Purpose of Server‑Declared Awareness#
Server‑declared Awareness acts as the global anchor for the RTT‑App. It provides:
- A consistent interpretation of global clarity or drift.
- A shared reference point across all devices and platforms.
- A stable baseline that local signals can be compared against.
- A future‑proof path toward RTT‑Inside, where deeper sensing becomes optional.
The server does not explain why a state is declared.
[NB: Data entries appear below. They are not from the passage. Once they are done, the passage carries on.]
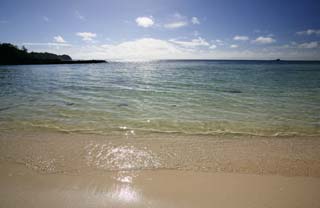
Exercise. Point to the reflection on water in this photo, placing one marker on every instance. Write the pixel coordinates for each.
(130, 99)
(123, 190)
(124, 193)
(121, 157)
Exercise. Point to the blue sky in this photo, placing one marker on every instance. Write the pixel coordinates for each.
(164, 29)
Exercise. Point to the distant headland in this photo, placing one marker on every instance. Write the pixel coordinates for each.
(13, 55)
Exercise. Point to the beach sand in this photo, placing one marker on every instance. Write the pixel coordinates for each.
(71, 170)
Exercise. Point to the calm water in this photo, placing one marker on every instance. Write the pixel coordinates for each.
(185, 97)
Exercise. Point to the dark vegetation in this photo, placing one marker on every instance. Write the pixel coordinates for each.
(12, 55)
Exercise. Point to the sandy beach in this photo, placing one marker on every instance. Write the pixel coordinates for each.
(21, 187)
(73, 170)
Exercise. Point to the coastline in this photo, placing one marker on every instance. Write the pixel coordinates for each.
(22, 187)
(81, 170)
(58, 62)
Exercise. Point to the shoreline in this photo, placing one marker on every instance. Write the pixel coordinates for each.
(78, 170)
(58, 62)
(22, 187)
(50, 153)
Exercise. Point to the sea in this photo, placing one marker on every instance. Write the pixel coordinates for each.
(183, 97)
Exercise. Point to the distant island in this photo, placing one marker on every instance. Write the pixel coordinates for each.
(13, 55)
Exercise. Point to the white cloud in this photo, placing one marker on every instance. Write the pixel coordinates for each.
(309, 32)
(234, 46)
(193, 43)
(196, 33)
(87, 36)
(177, 24)
(144, 21)
(46, 19)
(59, 39)
(79, 16)
(264, 40)
(195, 21)
(241, 38)
(219, 42)
(309, 45)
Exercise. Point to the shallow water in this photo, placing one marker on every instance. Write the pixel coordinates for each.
(183, 97)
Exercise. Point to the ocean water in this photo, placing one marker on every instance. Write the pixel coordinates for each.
(181, 97)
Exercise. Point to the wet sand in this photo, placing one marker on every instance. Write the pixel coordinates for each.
(77, 170)
(20, 187)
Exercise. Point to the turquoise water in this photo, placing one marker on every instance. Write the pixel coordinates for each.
(182, 97)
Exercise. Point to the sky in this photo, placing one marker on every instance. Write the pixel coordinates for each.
(165, 29)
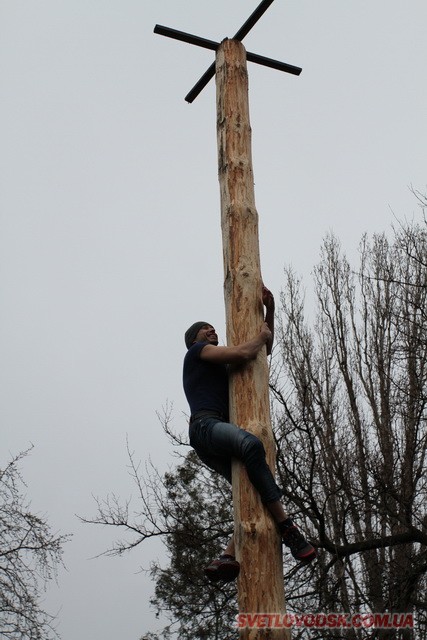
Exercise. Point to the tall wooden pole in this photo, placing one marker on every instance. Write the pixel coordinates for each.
(258, 546)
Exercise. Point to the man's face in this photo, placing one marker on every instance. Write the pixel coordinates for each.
(207, 334)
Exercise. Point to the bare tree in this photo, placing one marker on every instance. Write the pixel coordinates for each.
(29, 556)
(351, 424)
(349, 396)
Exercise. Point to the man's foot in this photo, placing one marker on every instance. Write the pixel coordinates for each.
(294, 539)
(225, 569)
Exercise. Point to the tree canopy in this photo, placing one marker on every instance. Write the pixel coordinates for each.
(349, 394)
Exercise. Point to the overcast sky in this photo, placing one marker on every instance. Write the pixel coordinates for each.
(110, 240)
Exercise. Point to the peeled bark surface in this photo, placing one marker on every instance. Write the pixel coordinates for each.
(258, 546)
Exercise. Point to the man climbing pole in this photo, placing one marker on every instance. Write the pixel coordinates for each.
(217, 441)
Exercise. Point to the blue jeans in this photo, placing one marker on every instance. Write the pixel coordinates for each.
(217, 442)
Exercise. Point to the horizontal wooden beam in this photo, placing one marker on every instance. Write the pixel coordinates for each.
(213, 46)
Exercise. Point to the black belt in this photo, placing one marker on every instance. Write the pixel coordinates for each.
(206, 414)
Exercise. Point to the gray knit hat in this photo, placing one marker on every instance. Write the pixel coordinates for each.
(191, 333)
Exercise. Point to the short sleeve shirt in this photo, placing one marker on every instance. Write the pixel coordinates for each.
(205, 383)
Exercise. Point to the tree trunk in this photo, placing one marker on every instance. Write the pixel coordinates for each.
(258, 546)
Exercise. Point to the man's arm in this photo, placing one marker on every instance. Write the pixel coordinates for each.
(240, 353)
(268, 301)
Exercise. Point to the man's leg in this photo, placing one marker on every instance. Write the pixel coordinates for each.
(250, 450)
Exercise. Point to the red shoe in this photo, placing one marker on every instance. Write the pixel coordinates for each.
(300, 548)
(225, 569)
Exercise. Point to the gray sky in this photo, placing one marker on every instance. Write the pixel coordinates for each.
(110, 241)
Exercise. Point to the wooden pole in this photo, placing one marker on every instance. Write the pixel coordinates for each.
(258, 546)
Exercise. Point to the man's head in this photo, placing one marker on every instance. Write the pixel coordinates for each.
(200, 332)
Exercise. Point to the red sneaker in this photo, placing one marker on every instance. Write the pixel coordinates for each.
(225, 569)
(300, 548)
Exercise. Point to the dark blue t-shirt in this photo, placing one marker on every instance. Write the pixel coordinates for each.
(205, 383)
It simply publishes the current global condition.
Awareness Endpoint#
The RTT server exposes a simple JSON document at:
/.well-known/rtt-awareness
This endpoint returns a minimal, declarative structure such as:
{
"clarity": "high",
"drift": "low",
"timestamp": "2026-02-28T20:00:00Z"
}The app reads this document periodically, caches it, and merges it with local signals to compute the final Awareness state.
Signal Characteristics#
Server signals have several important properties:
- Canonical — they represent the authoritative global state for the RTT ecosystem.
- Lightweight — the payload is intentionally small and easy to cache.
- Permissionless — the app retrieves the document using standard network requests.
- Decoupled — server logic can evolve without requiring app updates.
- Non‑diagnostic — the server declares clarity or drift without exposing internal reasoning.
These characteristics ensure that server signals remain stable and predictable across versions.
How Server Signals Influence Awareness#
Server‑declared Awareness provides the global half of the merge model:
- When the server reports high clarity, local instability is interpreted as Local Drift.
- When the server reports low clarity, even stable local conditions may be interpreted as Global Drift.
- When both local and server signals indicate instability, the app enters the Drift state.
- When both are stable, the app reports Clear.
This relationship ensures that the app’s Awareness state reflects both immediate conditions and broader context.
Update and Caching Behavior#
The RTT‑App follows a conservative, cache‑first approach:
- Fetch the server state periodically.
- Cache the last known value.
- Fall back to the cached value when offline.
- Expire the cache only after a safe interval.
This ensures stable behavior even in degraded network conditions.